### Intoduction to Polars

https://realpython.com/python-gil/

https://pola.rs/

![alt text](img/polars.png)

The versatility of Python and its simple syntax are certainly the strong points of this high-level, general-purpose programming language. However, one of its greatest weaknesses, if not the greatest (especially considering how the computing ecosystem has evolved), is the Global Interpreter Lock (GIL).

The Python Global Interpreter Lock, or GIL, is a mutex (lock) that permits only one thread to control the Python interpreter at a time. In simple terms, it means that only one thread can be actively executing code at any given moment. While this constraint may not be noticeable in single-threaded programs, it can become a performance bottleneck in scenarios involving multi-threaded code or CPU-bound tasks.

The GIL's reputation as an "infamous" feature stems from its restriction of executing only one thread at a time, even in multi-threaded architectures with multiple CPU cores. This article explores how the GIL affects the performance of Python programs and provides insights into mitigating its impact on code.

To understand the problem the GIL addresses, it's crucial to delve into Python's memory management using reference counting. Objects in Python have a reference count variable that tracks the number of references pointing to the object. When this count reaches zero, the object's memory is released. The GIL addresses the challenge of protecting this reference count variable from race conditions where two threads might simultaneously increase or decrease its value. Without proper protection, such scenarios could lead to memory leaks or, worse, incorrect release of memory while references to the object still exist, resulting in crashes or unpredictable bugs.

In [1]:
import sys
a = []
b = a
sys.getrefcount(a)

3

While one solution could be adding locks to shared data structures to safeguard the reference count variable, it introduces the risk of deadlocks and performance degradation due to repeated lock acquisition and release. The GIL takes a different approach by acting as a single lock on the interpreter itself. This ensures that executing any Python bytecode necessitates acquiring the interpreter lock. Although this approach avoids deadlocks and minimizes performance overhead, it effectively confines CPU-bound Python programs to single-threaded execution.
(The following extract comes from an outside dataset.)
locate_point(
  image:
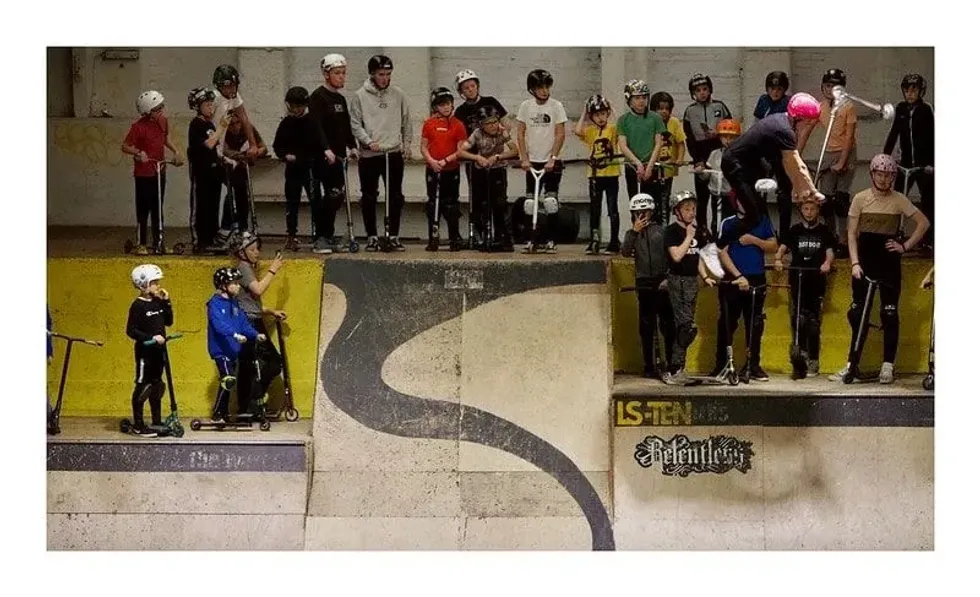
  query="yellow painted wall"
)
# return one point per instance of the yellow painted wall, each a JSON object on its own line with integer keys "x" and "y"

Python is a high-level programming language that prioritizes ease of use and readability. However, this focus on simplicity and readability can impact its performance. Recognizing the need for optimized execution in certain scenarios, an interface between Python and C has been developed. This integration allows developers to leverage the efficiency of C, a low-level language known for its speed, in performance-critical sections of their Python programs. By doing so, they can strike a balance between Python's simplicity and C's performance, optimizing their applications for specific tasks. Interestingly, the GIL was not only designed to ensure better performance in single-threaded programs but also to facilitate the integration of C libraries that were not thread-safe. It's amusing to note that in C, you can sidestep the issue of individual threads, and this playful workaround extends to other programming languages as well.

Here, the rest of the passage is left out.